C’est resté en moi. En suivant un parcours de sportif de haut-niveau, je n’ai pas eu la possibilité de suivre mes études. Je crois que ça a pesé dans mes envies. Après ma carrière, j’ai eu besoin de revenir prendre des cours à l’université. De temps en temps, tous les cinq ou dix ans, j’aime bien revenir aux sources. Pour moi, c’est un peu une manière de me « provoquer », avoir le même effet que mon père avait sur moi. Une ambiance de connaissance, de recherche. Rencontrer des gens qui vont me « provoquer les neurones », et avoir d’autres raisonnements sur différents sujets de société.

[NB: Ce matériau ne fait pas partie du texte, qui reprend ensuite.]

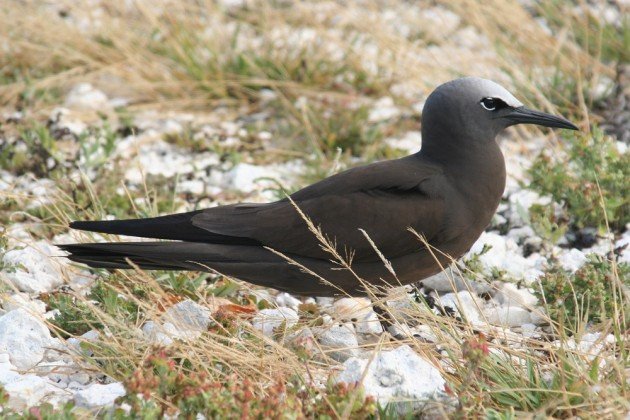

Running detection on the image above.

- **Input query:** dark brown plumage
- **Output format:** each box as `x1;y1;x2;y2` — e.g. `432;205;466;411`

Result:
60;78;577;296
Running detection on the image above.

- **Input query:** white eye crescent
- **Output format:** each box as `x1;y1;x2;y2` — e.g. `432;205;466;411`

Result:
479;98;497;111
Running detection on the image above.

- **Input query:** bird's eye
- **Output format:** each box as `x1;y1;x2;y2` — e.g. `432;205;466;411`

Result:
479;98;498;111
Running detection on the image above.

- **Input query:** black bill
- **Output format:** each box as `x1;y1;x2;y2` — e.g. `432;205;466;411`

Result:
502;106;579;130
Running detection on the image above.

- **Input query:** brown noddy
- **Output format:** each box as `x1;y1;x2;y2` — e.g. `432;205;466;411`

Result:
60;77;578;296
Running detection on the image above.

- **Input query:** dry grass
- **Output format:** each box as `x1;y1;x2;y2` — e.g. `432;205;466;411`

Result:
0;0;630;418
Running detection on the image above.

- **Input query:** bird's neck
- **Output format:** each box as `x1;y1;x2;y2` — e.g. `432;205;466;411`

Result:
418;137;505;211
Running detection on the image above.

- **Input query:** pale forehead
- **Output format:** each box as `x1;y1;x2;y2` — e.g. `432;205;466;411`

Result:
460;77;523;108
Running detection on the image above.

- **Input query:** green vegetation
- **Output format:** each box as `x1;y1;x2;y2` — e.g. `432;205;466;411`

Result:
536;255;630;325
118;351;377;419
529;128;630;236
0;0;630;419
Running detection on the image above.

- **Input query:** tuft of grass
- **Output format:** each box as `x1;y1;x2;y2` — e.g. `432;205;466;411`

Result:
529;128;630;232
124;350;377;418
536;254;630;325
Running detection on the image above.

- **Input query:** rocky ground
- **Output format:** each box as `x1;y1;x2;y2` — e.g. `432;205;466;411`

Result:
0;2;630;414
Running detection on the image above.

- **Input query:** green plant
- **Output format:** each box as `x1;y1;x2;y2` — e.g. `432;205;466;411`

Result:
529;128;630;231
125;350;376;419
536;254;630;324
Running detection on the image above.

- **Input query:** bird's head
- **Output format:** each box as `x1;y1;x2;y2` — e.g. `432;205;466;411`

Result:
422;77;578;146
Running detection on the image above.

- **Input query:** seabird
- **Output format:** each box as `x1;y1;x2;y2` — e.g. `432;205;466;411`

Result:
59;77;578;296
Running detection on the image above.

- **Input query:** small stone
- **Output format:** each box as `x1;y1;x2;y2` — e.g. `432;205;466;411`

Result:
494;282;538;309
558;248;588;273
276;292;302;311
484;306;532;327
530;306;549;325
252;308;300;337
508;189;551;226
0;353;22;385
335;345;446;414
0;309;52;370
333;298;383;334
162;299;210;331
4;374;62;410
70;372;90;385
422;267;490;294
74;382;127;408
0;292;46;315
316;323;359;362
142;321;173;347
2;241;63;293
439;291;483;324
65;83;108;111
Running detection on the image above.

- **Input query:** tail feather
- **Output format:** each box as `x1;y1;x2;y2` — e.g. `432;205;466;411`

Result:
70;210;260;245
58;241;277;271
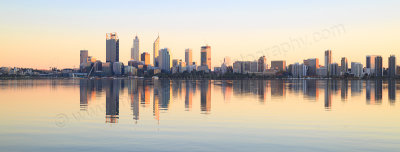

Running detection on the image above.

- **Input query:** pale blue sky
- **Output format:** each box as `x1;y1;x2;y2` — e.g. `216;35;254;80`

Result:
0;0;400;67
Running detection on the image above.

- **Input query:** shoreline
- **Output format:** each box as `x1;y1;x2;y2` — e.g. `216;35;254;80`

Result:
0;76;400;80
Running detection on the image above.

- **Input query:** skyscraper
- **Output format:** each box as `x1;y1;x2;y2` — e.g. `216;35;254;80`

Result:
365;55;376;75
131;36;139;61
351;62;363;77
153;36;160;67
200;45;211;70
258;56;267;72
340;57;349;75
185;49;192;65
158;48;171;72
303;58;319;76
271;61;286;71
325;50;332;76
79;50;89;65
375;56;383;77
140;52;150;65
388;55;396;78
106;32;119;62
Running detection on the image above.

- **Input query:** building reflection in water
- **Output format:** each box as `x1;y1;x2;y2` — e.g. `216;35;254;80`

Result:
375;79;382;104
271;80;286;98
140;81;150;107
79;79;89;111
185;80;193;111
105;80;121;123
79;79;399;123
388;79;396;105
200;80;211;114
340;80;349;101
350;80;363;96
153;80;161;121
128;79;139;122
158;79;171;110
365;80;382;105
256;80;268;102
221;80;233;102
303;80;319;101
324;80;334;110
79;79;98;111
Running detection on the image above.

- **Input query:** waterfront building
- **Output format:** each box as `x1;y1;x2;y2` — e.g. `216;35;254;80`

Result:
258;56;267;72
340;57;349;75
375;56;383;77
351;62;363;77
140;52;150;65
325;50;332;75
317;67;328;77
200;45;211;70
79;50;89;65
388;55;396;78
303;58;319;76
153;36;160;67
271;60;286;71
131;35;140;61
365;55;377;75
185;48;193;65
158;48;171;73
106;32;119;62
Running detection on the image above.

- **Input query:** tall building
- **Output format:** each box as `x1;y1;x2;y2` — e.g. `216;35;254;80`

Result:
375;56;383;77
79;50;89;65
200;45;211;70
388;55;396;78
258;56;267;72
290;62;308;78
340;57;349;75
131;36;140;61
153;36;160;67
140;52;150;65
271;60;286;71
106;32;119;62
351;62;363;77
365;55;376;75
185;49;193;65
328;63;340;77
325;50;332;75
303;58;319;76
158;48;171;73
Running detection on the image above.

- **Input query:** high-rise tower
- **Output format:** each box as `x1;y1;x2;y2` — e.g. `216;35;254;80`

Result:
106;32;119;62
185;49;192;65
153;36;160;67
131;36;140;61
200;45;211;70
325;50;332;75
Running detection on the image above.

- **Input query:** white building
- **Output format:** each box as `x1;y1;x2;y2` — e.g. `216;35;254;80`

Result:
291;63;308;78
158;48;171;72
106;33;119;62
351;62;363;77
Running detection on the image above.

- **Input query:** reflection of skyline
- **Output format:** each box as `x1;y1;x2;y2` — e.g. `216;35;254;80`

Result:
340;80;349;100
185;80;195;111
79;79;399;123
388;80;396;104
365;80;382;105
200;80;211;113
271;80;286;97
324;80;334;110
105;80;121;123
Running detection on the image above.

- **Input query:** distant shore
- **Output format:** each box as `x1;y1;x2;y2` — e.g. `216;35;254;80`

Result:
0;76;400;80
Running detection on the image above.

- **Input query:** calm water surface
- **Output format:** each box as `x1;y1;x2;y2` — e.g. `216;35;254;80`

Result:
0;79;400;152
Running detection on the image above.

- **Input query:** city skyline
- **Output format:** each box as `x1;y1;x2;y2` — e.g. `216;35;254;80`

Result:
0;1;400;69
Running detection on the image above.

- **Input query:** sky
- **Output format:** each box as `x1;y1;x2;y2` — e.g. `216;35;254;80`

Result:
0;0;400;69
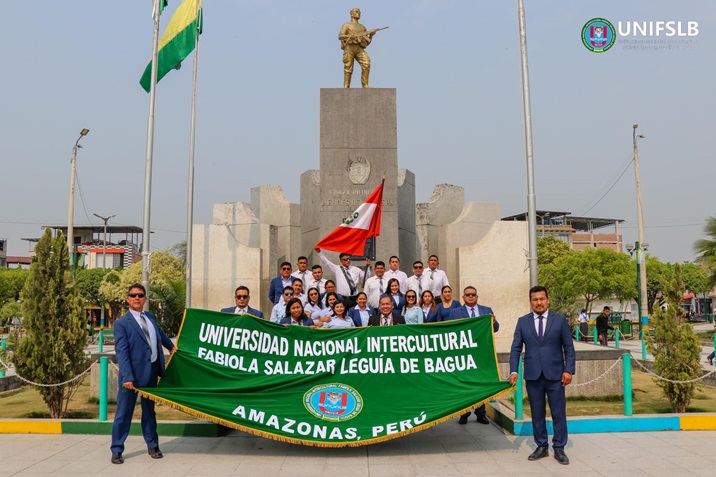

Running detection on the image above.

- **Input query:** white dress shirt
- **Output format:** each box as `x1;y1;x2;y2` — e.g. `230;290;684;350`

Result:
423;268;450;296
363;275;389;308
129;309;159;363
318;252;370;297
383;270;408;293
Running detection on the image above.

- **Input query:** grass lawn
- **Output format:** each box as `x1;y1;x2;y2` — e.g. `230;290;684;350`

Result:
524;371;716;416
0;377;197;421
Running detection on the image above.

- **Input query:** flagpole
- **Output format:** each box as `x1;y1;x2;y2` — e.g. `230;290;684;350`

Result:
186;7;201;308
363;176;385;288
142;0;162;304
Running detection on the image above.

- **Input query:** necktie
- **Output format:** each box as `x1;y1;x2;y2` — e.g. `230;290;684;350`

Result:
537;315;544;341
139;313;152;344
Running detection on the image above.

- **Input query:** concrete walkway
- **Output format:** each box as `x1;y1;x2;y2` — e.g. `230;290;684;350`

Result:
0;419;716;477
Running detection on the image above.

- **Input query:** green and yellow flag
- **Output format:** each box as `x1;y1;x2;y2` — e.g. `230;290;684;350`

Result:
140;309;511;447
139;0;202;93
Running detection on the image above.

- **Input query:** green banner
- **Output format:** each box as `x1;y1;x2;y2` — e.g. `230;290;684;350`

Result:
140;309;511;447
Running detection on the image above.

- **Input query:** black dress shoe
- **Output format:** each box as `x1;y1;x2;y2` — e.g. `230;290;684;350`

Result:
554;449;569;465
147;447;164;459
527;447;549;460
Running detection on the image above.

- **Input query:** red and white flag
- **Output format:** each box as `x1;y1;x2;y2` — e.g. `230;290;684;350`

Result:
316;179;385;255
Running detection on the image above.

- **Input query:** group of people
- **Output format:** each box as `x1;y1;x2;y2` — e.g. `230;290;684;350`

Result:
111;249;576;464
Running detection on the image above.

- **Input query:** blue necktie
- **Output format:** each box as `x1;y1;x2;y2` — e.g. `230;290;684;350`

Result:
537;315;544;341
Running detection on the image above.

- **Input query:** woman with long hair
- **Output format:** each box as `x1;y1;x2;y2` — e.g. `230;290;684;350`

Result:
420;290;438;323
383;278;405;316
304;287;323;321
403;290;425;325
323;300;353;328
437;285;460;321
279;298;313;326
348;292;376;326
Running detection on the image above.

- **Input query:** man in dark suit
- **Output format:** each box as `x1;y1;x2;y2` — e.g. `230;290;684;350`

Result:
111;284;176;464
269;262;296;305
368;295;405;326
448;286;500;426
510;286;576;465
221;285;264;318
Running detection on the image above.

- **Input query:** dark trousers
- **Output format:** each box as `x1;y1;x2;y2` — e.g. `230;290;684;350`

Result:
525;375;567;449
462;404;487;417
110;360;161;452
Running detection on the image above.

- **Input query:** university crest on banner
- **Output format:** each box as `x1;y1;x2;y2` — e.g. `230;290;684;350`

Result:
140;309;511;447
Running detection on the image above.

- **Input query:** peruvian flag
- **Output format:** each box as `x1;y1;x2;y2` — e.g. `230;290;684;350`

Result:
315;178;385;255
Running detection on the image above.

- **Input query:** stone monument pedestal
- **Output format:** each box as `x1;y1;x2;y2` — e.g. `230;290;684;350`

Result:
301;88;417;265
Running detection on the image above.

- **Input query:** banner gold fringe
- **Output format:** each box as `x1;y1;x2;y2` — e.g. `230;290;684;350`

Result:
137;386;514;448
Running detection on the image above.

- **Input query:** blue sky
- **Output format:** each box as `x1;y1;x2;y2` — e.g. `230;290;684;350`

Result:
0;0;716;261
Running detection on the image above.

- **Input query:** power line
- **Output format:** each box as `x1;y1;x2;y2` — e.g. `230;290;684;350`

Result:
579;159;634;216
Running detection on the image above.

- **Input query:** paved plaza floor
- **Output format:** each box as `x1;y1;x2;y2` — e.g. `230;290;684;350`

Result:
0;416;716;477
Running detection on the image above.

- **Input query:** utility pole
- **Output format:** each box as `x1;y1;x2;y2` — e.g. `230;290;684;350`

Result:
92;214;116;269
67;128;89;273
632;123;649;333
517;0;537;287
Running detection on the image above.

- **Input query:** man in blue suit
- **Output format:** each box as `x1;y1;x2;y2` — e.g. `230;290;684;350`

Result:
510;286;576;465
448;286;500;426
269;262;296;305
111;284;176;464
221;285;264;318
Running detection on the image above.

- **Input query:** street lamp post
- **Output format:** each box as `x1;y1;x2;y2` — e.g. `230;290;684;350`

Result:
67;128;89;273
93;214;116;329
632;123;649;333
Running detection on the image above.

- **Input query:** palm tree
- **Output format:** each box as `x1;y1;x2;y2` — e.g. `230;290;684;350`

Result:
694;217;716;288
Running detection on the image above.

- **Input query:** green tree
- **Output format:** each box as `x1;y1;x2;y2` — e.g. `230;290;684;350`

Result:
169;240;187;268
150;278;186;337
542;248;636;316
98;270;127;324
537;235;572;267
12;228;89;419
0;268;30;306
647;264;701;412
681;263;711;293
694;217;716;290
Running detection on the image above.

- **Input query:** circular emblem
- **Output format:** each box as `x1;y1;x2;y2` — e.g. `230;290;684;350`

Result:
303;383;363;421
582;18;617;53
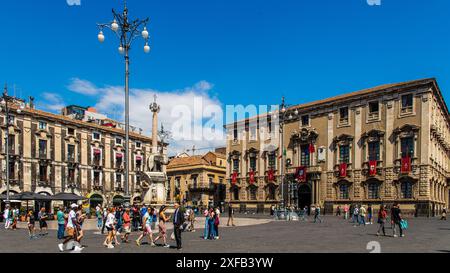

Au milieu des années 1990, alors que vous jouiez au PSG, vous preniez en parallèle des cours à La Sorbonne…
Quand je suis arrivé à Paris, je me suis immédiatement inscrit à la Sorbonne. Pour apprendre la langue mais aussi pour avoir des cours de civilisation française, et ça m'a beaucoup aidé. J’ai pu découvrir des écrivains français. Lire Molière en français. Mon père en était très fier. Il me disait : « Mais tu te rends compte, tu es en train de lire Molière en original ! ». Il était fier de ça parce que lui, il lisait tout ou presque, mais pas forcément dans la langue d’origine. Ces cours m’ont aidé pour la langue mais aussi pour mieux connaître la culture française. Je crois que c’est un peu ça que les Français reconnaissent chez moi : d’avoir fait des efforts pour comprendre leur langue, leur histoire, leurs valeurs.
Aujourd’hui, votre carrière de joueur derrière vous, vous êtes élève de l’Executive Master en management des politiques publiques, à Sciences Po. Pourquoi avoir choisi de revenir sur les bancs de l’école ?
Je m’investis depuis une vingtaine d'années dans le secteur associatif. Je me suis toujours intéressé au changement. L’un des grands objectifs de mon association, Gol de Letra [littéralement « but pour l’éducation », NDLR], est d’influencer ou d’initier des politiques publiques. Avec l’association, on a des expériences qui comptent, des projets qui marchent, et on essaye de faire en sorte que, d’une façon ou d’une autre, ils influent sur les politiques publiques.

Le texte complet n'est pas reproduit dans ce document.